Esta nueva mirada política sobre la gestión geriátrica debería partir –una vez superemos las urgencias– de un examen minucioso de todo lo que está pasando estos días, para establecer con precisión quién y qué ha fallado. El asunto es de suficiente entidad como para no descartar, si hiciera falta, una comisión de investigación parlamentaria que aportara luz sobre una realidad que no hemos querido mirar, que hemos eliminado de nuestro radar de manera frívola, hasta que todo ha estallado. Hay que recordar que la mayoría de las residencias son privadas y que, por otra parte, las listas de espera para acceder a alguna de las plazas que gestionan las administraciones son muy largas.
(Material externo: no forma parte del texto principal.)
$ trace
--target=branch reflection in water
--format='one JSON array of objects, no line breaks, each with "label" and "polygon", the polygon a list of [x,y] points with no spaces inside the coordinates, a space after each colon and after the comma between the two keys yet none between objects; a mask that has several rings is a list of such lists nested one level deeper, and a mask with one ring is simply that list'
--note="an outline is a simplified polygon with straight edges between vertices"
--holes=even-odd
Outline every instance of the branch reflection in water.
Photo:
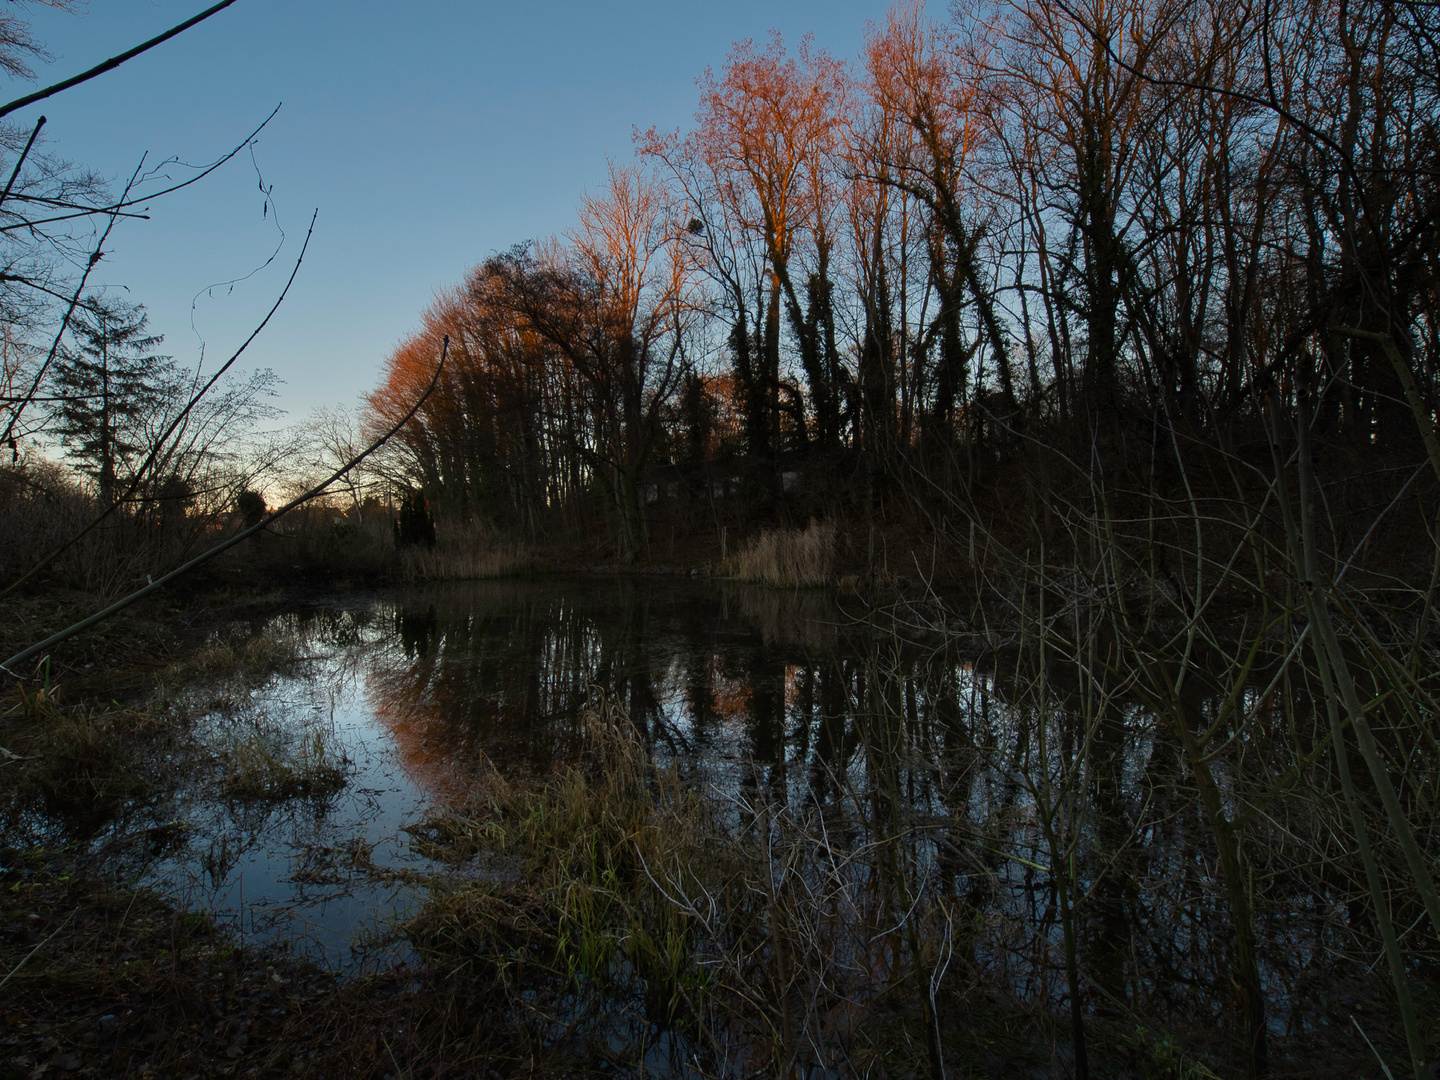
[{"label": "branch reflection in water", "polygon": [[[250,707],[295,719],[331,703],[356,775],[309,818],[267,810],[241,827],[238,846],[275,850],[265,837],[285,834],[288,876],[274,873],[275,897],[324,878],[297,851],[312,862],[328,853],[332,870],[347,858],[372,873],[434,869],[399,839],[402,826],[467,812],[497,778],[538,791],[592,767],[587,706],[603,702],[628,725],[652,782],[668,776],[709,800],[705,820],[732,839],[775,838],[774,851],[789,852],[781,869],[809,882],[806,903],[828,897],[829,915],[861,919],[844,943],[830,941],[824,971],[794,974],[786,993],[797,1003],[775,1020],[787,1060],[802,1043],[806,1053],[845,1043],[841,1029],[863,1026],[857,1016],[873,1017],[901,986],[925,1014],[917,1034],[940,1032],[977,993],[1061,1016],[1077,986],[1089,1022],[1130,1033],[1147,1054],[1168,1053],[1156,1030],[1202,1038],[1236,1027],[1214,833],[1168,722],[1123,685],[1042,677],[1023,642],[985,651],[978,639],[916,629],[924,619],[855,614],[821,592],[646,578],[451,584],[293,611],[269,632],[304,641],[309,667]],[[1221,702],[1193,708],[1209,722]],[[1231,803],[1253,779],[1219,762],[1213,774]],[[341,840],[346,827],[358,839]],[[1306,869],[1303,808],[1271,831],[1249,827],[1268,850],[1254,918],[1272,1033],[1343,1023],[1344,1002],[1376,993],[1354,963],[1346,886]],[[217,819],[206,828],[224,832]],[[646,872],[657,895],[679,883],[665,868]],[[424,893],[366,900],[403,913]],[[766,955],[779,962],[767,925]],[[723,944],[689,947],[700,956]],[[1343,994],[1319,995],[1318,983]],[[707,1007],[719,1006],[695,1006]],[[943,1038],[934,1036],[937,1055]],[[1217,1055],[1225,1044],[1214,1040]]]}]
La situación de los viejos es un asunto de país de máxima prioridad, lo que en Madrid denominan una cuestión de Estado. El modelo que tenemos es obsoleto, y las inercias sociales pueden ser letales. Tocará hacer nuevas leyes y normas y, sobre todo, habrá que impulsar políticas bien dotadas presupuestariamente, que pongan a las mujeres y los hombres veteranos en el centro, como un imperativo indiscutible de dignidad colectiva, y como un termómetro de la tan mencionada calidad democrática. Si no somos capaces de cuidar de los viejos, nuestro fracaso como sociedad será más profundo y más devastador de lo que pensamos. Un fracaso político y social, pero también moral. Si no lo corregimos, no tendremos autoridad ni credibilidad para hacer nada de nada.
Milan Kundera, que tiene noventa y un años y es una de las voces que mejor han explicado el tiempo que vivimos, ha escrito que “los muertos son tímidos”. Añadiría, con permiso del autor checo, que los viejos, cuando fallecen, llevan esta timidez a la máxima expresión. La mayoría se van sin querer molestar, con una elegancia especial. Sepamos estar a la altura de toda esta gente.